All in all Alyson Noël has written a book that borrows tropes from all over the vampire/fantasy genre but is that necessarily a bad thing? After all the genre has been one of self cannibalism and evolution since Polidori wrote The Vampyre. It is amusing that there is a definitive move to try and distance herself from the genre by stating they are not vampires - a move that only could occur if she realised just how much like certain genre books it was.
However the problem with this book is just how shallow and unlikable the characters were. All the characters were self absorbed and petty. This included Damen - who had centuries to evolve a rounded personality - and Ever herself.
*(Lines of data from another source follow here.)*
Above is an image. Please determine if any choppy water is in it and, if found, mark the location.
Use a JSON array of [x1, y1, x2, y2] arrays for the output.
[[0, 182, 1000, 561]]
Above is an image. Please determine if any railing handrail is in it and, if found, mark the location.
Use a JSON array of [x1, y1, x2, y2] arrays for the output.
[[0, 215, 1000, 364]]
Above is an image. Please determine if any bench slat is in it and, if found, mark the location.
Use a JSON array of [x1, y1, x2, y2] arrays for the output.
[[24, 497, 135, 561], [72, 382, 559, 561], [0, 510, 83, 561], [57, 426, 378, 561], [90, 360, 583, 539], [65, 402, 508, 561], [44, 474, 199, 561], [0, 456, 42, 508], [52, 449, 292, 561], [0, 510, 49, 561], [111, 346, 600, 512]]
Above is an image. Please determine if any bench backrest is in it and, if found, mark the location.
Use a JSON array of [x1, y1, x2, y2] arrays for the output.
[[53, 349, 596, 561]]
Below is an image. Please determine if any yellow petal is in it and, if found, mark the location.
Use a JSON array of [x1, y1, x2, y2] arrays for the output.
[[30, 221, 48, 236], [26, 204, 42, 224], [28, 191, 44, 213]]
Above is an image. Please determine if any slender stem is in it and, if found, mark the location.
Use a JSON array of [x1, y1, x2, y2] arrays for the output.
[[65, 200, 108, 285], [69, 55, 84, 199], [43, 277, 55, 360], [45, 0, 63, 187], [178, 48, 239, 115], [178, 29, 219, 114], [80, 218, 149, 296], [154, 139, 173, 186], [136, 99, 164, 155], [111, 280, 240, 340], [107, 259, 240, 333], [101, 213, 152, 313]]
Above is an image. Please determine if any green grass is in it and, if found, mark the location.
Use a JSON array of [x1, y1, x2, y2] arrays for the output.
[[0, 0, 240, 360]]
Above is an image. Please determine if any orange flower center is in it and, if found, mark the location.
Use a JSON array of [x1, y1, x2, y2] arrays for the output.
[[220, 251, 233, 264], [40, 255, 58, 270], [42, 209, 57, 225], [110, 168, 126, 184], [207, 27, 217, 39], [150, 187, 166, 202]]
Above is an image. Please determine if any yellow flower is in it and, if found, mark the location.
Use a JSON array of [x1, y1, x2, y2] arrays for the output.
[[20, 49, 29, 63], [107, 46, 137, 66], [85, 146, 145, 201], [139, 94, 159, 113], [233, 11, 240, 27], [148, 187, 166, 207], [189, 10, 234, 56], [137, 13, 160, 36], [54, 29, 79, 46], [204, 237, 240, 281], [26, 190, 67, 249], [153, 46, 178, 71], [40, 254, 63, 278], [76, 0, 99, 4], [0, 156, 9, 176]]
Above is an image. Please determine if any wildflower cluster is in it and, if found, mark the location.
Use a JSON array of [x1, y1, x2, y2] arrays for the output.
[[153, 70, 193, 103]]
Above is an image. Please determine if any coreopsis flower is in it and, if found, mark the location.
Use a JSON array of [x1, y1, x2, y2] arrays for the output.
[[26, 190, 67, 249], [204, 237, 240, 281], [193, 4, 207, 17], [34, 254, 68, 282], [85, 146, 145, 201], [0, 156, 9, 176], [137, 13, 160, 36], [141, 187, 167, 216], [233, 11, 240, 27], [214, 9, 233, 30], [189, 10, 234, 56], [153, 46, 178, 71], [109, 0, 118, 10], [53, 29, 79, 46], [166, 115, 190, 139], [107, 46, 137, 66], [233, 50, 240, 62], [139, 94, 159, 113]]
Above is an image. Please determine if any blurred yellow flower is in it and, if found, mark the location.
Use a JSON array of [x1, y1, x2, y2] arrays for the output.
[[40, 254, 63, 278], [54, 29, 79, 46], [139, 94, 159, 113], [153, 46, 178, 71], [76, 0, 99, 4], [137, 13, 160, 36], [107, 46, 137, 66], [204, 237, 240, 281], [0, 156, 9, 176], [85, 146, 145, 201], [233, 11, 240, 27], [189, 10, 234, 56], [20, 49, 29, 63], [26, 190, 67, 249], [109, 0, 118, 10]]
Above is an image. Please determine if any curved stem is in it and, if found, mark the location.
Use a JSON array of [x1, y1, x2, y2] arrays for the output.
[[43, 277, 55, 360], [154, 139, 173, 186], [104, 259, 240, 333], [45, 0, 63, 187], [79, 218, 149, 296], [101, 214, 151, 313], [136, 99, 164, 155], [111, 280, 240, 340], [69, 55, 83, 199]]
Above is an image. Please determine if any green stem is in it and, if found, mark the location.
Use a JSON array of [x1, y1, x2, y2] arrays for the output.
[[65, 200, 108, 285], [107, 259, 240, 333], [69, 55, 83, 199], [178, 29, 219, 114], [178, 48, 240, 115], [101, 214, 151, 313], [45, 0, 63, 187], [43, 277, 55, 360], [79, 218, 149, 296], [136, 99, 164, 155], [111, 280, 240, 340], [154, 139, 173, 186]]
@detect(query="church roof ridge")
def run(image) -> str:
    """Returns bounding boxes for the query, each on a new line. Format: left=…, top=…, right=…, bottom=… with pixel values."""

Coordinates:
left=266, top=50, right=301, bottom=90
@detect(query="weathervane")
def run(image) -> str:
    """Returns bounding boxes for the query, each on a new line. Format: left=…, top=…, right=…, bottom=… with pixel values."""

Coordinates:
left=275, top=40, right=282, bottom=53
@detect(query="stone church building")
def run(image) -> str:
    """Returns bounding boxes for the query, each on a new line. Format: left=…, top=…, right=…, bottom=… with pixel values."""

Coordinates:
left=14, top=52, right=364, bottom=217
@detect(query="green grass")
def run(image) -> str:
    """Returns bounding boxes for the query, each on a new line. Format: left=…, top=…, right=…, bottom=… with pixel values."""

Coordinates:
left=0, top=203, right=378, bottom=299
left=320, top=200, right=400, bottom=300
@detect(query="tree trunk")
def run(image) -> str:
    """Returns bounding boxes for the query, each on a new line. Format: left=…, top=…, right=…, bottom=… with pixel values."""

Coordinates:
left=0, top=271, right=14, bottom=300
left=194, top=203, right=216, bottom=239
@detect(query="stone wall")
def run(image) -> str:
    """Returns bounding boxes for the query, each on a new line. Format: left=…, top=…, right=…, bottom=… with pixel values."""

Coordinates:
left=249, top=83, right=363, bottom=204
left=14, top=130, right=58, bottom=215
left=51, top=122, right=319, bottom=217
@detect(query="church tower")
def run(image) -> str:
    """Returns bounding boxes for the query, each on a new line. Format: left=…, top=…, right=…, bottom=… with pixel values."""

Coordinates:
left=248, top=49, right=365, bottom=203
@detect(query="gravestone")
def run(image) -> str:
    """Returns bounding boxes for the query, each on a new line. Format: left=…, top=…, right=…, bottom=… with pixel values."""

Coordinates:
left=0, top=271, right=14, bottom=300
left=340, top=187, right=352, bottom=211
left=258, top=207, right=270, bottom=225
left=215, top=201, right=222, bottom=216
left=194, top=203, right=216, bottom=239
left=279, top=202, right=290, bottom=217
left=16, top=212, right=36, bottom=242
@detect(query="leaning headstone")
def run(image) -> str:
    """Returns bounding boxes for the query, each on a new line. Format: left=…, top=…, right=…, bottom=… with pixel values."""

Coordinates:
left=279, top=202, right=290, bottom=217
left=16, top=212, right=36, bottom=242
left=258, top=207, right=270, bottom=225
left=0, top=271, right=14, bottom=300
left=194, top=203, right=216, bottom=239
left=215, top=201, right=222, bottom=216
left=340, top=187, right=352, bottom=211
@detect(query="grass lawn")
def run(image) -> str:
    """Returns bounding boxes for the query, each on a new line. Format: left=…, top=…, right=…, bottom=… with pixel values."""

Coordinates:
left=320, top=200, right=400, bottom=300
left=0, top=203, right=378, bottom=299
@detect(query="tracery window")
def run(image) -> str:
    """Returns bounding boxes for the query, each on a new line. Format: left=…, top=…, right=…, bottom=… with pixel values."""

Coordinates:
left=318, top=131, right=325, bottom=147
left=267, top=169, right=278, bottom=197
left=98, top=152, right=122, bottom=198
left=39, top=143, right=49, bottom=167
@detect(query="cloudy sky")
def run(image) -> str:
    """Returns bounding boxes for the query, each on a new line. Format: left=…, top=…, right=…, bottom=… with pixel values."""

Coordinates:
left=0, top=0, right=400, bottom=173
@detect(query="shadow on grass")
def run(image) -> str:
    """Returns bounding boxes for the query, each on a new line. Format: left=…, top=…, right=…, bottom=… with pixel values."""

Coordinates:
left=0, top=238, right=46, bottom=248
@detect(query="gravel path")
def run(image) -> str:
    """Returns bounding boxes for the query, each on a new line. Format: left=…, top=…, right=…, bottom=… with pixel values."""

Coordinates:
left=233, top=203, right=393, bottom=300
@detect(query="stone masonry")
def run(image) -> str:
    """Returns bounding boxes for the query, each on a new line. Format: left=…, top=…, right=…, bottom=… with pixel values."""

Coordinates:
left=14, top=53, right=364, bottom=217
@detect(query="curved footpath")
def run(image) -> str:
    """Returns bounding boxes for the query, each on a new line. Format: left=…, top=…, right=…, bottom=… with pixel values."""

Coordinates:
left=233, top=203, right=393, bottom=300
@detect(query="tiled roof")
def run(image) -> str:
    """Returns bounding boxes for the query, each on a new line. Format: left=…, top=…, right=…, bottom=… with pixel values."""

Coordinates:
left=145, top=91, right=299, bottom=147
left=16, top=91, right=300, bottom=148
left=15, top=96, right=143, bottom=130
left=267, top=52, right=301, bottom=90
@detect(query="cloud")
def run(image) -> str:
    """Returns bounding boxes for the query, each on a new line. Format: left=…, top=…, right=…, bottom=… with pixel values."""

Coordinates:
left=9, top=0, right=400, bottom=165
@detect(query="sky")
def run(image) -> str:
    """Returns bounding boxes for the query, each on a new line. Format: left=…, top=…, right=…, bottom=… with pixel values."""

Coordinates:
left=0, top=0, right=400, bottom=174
Perhaps this is what teen girls are actually all like and perhaps it is what they look for in friends and lovers? If so then it hits home for the target audience, but if so it is a depressing world view.
Derivative, whilst denying its roots with so much vehemence that "I think she doth protest too much" springs to mind, and poorly drawn characters that were shallow, often flat or simply story ciphers.
WOW:)
"WOW!" Was my first reaction after finishing this book. The tears were rolling freely down my cheeks and happiness, sadness, anger, and amazement twisted in my gut. For days after finishing this great whirlwind tale I was still anylising all the little scenes in my head! There is no fault with this book and its plot was riviting. I couldn't put it down and still think about it often. A great read...trust me!
Fans of Twilight (or any similar books) will love this!